Close off our original Mid function: Mid([location], 2, Instr(Mid([location],2), “G”))

Running this gave me a result the included the second letter that never changed: from our example, 4G. This is because I was starting my search after the first letter that never changed, on the first character of the number. So 4 = 1st character, G = 2nd character, and that tells the mid function to proceed from the starting point 2 characters. So I told it to back up one: Mid([location], 2, Instr(Mid([location],2), “G”)-1)

Now I had my number, but because the numeral came out of text-numeral string, Access still thought of it as a letter. So I converted it to an integer using CInt(): CInt(Mid([location], 2, Instr(Mid([location],2), “G”)-1))

And that was easy. Today’s job was hard. So I won’t explain it.

Guru

October 1st, 2009

I was going to write about a clever sort of a mixed alphanumeric string that I did, and congratulate myself (not for the first time) on how quickly I did it, but I got all confused trying to remember what I did. So that story will have to wait.

Almost every day these days I get at least one call from someone in shipping. With all the people who have left I have some of the broadest knowledge of technicalities in shipping. I was called today because an order that was supposed to be out for pick couldn’t be found, and C. M. wanted to make sure it was okay to delete it. C. M. was working with the very newly trained semi-clerks (the clerk positions are gone so he’s not a clerk) and they said they had checked both the main Orders system and the shipping software and they had no record of the shipment, nor could they find the paperwork.
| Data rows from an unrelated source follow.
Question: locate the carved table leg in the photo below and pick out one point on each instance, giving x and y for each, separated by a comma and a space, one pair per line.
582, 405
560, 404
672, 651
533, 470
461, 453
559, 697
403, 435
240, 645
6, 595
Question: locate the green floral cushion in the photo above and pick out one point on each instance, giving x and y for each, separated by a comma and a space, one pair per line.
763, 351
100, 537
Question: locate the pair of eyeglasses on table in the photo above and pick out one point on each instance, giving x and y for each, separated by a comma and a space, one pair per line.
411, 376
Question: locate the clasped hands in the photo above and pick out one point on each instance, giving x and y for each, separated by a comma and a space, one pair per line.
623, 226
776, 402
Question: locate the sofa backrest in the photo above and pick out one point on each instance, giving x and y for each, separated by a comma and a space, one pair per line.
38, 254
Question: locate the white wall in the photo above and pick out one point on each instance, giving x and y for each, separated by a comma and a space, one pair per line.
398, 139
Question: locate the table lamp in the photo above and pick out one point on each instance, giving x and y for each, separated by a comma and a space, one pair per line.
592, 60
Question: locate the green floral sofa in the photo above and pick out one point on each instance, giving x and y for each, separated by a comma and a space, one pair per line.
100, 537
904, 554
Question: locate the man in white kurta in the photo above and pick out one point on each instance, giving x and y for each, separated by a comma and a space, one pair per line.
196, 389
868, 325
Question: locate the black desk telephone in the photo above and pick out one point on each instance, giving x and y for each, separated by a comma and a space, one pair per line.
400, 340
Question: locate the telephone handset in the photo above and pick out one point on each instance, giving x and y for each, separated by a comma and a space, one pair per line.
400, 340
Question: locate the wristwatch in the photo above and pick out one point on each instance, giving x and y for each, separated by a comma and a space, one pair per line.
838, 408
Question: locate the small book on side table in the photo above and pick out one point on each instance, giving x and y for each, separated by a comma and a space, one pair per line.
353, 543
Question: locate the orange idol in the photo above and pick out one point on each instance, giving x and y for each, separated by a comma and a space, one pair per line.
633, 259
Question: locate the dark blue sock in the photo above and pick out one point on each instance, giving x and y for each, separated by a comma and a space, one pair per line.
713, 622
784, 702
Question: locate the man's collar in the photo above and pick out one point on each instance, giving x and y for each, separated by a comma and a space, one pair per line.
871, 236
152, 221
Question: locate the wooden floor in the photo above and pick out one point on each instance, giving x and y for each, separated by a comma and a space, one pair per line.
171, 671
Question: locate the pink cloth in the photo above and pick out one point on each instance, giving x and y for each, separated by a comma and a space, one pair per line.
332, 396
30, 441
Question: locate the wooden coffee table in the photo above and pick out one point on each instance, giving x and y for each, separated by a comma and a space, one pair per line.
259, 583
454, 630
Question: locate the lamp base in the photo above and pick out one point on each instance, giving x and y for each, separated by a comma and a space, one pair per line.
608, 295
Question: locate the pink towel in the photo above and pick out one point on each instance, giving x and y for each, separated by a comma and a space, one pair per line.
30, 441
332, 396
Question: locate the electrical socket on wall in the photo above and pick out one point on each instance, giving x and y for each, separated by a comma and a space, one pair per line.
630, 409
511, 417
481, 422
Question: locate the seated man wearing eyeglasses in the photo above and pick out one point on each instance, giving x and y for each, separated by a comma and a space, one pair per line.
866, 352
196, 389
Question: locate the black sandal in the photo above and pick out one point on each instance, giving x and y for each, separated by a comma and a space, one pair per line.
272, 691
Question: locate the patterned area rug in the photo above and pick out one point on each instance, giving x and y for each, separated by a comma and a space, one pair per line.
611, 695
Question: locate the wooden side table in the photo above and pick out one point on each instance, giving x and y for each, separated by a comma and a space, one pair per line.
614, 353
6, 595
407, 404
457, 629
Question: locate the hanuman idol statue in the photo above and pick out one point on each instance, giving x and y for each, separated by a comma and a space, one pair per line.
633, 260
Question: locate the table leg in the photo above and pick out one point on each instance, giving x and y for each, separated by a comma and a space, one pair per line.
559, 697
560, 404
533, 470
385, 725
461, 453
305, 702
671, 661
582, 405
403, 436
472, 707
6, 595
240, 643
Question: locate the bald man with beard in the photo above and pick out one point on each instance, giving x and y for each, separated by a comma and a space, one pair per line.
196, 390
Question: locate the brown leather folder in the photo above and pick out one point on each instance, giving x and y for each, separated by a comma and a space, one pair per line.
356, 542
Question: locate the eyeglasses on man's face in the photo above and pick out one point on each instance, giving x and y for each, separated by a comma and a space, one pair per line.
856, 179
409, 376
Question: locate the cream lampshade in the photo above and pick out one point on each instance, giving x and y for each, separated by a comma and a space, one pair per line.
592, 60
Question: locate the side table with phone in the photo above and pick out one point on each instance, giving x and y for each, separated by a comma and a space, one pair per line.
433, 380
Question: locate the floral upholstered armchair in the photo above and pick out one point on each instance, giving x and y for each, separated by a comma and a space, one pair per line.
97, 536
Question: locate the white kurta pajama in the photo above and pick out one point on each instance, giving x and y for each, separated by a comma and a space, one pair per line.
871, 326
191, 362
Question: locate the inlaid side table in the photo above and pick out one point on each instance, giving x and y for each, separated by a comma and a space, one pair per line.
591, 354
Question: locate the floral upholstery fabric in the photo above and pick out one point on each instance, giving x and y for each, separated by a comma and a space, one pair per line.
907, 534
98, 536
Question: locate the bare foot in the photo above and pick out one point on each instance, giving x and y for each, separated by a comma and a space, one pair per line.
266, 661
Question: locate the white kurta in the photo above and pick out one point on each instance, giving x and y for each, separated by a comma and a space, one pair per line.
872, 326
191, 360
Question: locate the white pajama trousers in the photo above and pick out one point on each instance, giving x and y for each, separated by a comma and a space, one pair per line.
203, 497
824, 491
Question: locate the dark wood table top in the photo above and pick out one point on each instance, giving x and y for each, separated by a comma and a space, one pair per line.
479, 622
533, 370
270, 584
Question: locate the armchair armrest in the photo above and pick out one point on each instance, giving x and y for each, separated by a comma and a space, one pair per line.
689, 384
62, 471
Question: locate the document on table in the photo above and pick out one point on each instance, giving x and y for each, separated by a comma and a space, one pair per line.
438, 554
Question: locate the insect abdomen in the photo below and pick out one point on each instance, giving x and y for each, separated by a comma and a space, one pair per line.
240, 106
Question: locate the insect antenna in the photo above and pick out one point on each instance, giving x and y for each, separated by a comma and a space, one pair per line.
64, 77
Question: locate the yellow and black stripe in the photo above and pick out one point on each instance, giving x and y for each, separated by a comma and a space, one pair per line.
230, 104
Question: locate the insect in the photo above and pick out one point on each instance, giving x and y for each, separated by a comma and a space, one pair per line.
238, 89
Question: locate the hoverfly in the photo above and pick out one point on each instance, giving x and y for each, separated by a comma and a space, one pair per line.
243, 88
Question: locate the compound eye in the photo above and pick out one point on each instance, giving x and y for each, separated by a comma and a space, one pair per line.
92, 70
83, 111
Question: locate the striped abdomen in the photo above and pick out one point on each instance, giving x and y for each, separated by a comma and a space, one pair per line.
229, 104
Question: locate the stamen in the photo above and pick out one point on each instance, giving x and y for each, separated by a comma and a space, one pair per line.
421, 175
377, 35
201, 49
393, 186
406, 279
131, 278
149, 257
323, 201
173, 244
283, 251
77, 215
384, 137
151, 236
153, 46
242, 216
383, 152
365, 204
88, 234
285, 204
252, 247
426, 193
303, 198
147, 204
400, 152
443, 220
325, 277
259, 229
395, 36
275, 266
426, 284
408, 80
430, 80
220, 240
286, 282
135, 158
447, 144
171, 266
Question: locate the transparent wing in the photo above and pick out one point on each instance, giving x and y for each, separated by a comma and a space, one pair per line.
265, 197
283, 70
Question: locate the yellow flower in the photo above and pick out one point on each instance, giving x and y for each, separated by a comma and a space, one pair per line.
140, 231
I couldn’t remember the screen on the orders system that I wanted and I felt like a dunce because it was one of my favorite screens for troubleshooting. It was this cold I have, I think. I had to look it up on the cheat sheet I wrote for C. M. last week. I was going to use the screen to look up the shipment number. As I did so C. M. told me they already had the shipment number. But they didn’t; they had the shipment number for an earlier shipment on that order. “This is why we call you,” C. M. said.

Lately I have been touching a lot of old databases I have built over the years, as far back as the first year I was here. I love it. It makes me feel so special, so appreciated and needed.